Sales rep scorecards are that golden unicorn of any sales organization.  The scorecard is a compilation of Key Performance Indicators (KPIs) which are measured against thresholds.  In a rep scorecard, we see a visual interpretation of how a rep is doing for each of the KPIs. An example of which is below:

A Simple Sales Rep Scorecard with three KPIs

Sample Sales Rep Scorecard

Before I dive into best practices, a word on why not a lot of sales organizations have scorecards.  The primary reason is due to organizations struggling with data which best represents the business which makes it difficult for them to setup a KPI, let alone establish effective targets.   An understanding of the analytics continuum is also helpful for understanding the evolution of data practices which need to met prior to rolling out KPIs and Scorecards:

The Analytics Continuum: a blueprint for adoption

Top 5 Best Practices for Sales Rep Scorecards

  • Sales reps, Mangers, VPs, and CROs must all have agreement on the KPI definition, targets, and thresholds.  If one level of the KPI hierarchy is not on the same page as the others, there is very value in using the Scorecard to represent an ideal.
  • Targets and thresholds must be reasonable.  When rolling out KPIs, we often realize that actual performance is far from the corporate ideal.
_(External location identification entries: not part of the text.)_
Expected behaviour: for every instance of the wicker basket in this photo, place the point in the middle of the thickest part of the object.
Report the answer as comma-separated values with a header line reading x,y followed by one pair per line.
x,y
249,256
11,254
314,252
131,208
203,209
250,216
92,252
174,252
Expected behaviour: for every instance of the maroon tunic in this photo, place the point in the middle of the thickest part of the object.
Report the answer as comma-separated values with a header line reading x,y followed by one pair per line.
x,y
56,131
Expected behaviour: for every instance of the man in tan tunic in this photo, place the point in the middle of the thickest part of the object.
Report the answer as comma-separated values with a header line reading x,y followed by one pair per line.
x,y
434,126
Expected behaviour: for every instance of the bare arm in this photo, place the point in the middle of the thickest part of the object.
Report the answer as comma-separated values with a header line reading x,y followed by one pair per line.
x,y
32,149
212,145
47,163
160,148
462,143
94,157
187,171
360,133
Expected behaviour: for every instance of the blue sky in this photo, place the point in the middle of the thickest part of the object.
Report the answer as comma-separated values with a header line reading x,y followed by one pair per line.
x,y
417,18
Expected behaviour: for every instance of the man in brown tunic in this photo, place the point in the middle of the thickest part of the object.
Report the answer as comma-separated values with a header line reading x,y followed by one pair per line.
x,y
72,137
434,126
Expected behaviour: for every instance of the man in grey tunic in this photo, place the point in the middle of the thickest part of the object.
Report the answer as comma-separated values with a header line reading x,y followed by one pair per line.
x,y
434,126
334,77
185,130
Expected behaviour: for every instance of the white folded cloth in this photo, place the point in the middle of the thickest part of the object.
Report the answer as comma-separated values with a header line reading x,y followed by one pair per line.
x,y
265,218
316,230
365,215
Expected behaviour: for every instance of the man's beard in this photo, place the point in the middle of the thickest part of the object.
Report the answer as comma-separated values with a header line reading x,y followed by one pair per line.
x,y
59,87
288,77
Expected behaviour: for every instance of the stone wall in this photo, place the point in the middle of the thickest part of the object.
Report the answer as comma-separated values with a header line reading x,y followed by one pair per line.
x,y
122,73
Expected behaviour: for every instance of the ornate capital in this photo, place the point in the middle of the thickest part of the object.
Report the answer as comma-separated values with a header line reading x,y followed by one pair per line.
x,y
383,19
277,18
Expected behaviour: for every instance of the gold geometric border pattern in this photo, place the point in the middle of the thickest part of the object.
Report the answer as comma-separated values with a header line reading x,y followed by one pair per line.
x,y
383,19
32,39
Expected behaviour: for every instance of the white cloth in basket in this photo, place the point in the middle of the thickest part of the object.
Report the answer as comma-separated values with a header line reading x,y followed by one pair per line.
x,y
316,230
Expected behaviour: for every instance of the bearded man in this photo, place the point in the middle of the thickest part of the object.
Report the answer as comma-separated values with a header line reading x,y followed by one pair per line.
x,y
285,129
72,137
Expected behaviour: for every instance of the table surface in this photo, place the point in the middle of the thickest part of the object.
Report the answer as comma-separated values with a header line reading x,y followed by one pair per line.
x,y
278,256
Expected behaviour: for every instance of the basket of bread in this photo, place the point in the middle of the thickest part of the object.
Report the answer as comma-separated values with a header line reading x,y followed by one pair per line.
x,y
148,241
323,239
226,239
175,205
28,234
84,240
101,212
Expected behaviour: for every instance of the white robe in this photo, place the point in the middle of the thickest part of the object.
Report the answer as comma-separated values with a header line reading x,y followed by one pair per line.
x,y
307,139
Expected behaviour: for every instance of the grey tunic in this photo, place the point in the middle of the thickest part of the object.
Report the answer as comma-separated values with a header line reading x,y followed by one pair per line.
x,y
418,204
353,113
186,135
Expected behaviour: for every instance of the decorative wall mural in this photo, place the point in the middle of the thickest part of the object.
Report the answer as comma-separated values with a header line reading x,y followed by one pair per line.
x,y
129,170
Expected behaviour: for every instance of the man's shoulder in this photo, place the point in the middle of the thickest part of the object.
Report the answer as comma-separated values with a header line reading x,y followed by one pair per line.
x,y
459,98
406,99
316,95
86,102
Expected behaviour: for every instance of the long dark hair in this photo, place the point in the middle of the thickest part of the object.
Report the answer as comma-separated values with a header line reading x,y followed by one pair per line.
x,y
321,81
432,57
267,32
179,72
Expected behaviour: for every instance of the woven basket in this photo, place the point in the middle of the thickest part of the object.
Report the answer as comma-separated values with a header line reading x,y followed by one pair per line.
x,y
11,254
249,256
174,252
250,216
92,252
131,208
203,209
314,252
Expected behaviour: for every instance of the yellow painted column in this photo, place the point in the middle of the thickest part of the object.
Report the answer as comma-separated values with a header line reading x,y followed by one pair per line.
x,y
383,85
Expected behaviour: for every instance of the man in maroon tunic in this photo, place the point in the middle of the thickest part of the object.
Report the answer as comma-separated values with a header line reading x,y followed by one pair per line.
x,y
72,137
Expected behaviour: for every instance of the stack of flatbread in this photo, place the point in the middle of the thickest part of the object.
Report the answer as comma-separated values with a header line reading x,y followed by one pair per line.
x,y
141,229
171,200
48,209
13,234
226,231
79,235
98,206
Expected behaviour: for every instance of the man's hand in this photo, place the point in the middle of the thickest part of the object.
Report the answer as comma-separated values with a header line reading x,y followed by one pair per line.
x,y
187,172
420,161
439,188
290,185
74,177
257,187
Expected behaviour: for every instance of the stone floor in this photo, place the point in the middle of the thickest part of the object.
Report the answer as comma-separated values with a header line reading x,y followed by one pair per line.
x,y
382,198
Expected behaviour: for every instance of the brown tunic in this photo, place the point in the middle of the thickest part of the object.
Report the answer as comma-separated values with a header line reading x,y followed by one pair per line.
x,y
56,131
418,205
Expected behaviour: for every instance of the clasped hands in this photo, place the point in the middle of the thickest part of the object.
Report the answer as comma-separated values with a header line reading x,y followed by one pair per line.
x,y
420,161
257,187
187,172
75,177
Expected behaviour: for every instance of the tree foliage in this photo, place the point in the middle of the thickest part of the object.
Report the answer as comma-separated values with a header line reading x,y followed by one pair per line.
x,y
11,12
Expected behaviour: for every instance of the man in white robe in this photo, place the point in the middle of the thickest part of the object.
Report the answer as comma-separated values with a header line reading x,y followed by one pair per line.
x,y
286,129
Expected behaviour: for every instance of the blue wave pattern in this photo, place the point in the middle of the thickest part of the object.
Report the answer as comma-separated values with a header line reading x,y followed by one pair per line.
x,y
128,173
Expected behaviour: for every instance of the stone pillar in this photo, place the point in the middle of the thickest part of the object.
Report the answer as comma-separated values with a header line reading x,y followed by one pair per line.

For instance, a Sales Cycle of 45 days is thought to be ideal, but the rep actual is north of 60 days.  Don’t hold this against them, consider rolling out a target of 55 and stepping the target down to 45 days within three quarters of launch.  Be kind to the reps and allow them to catch up.
  • Scorecards must be part of a larger sales communication strategy.  Rolling out a scorecard alone will have an impact on the organization, but the most impressive will happen if scorecards are a part of the larger communication strategy.  For instance, a weekly email can call out wins by reps, it should call out performance, and it needs to call out what needs to be done to hit the goal.  Scorecards are just one piece of the story in sales.
  • Scorecards need to be updated as the business evolves.  Scorecards can never be truly static, recurring reports.  Part of the role of your analytical team is maintain reports as the business changes and evolves.  Scorecards are no different.  From a subtle change of keeping thresholds and targets up to date, to swapping out KPIs for new ones, scorecards are a living animal and requires food to stay alive.
  •  Scorecards are a coaching opportunity, not a punishment tool.  While HR and managers will look at a scorecard and see a rep with all red for their KPIs, this doesn’t mean the rep needs to immediately be put on a performance improvement plan or, worse yet, fired.  Scorecards are coaching tool and enable the manager to work with the sales rep and ask questions like “why do you think your sales cycle is double the average?”  Work with the rep, train the rep, and allow the rep the chance to go for green.

As your team rolls out scorecards across the sales organization, keep these best practices in mind.  Be kind to your reps, get agreement on definition, use scorecards as part of a larger strategy, keep them updated, and use them as a coaching tool.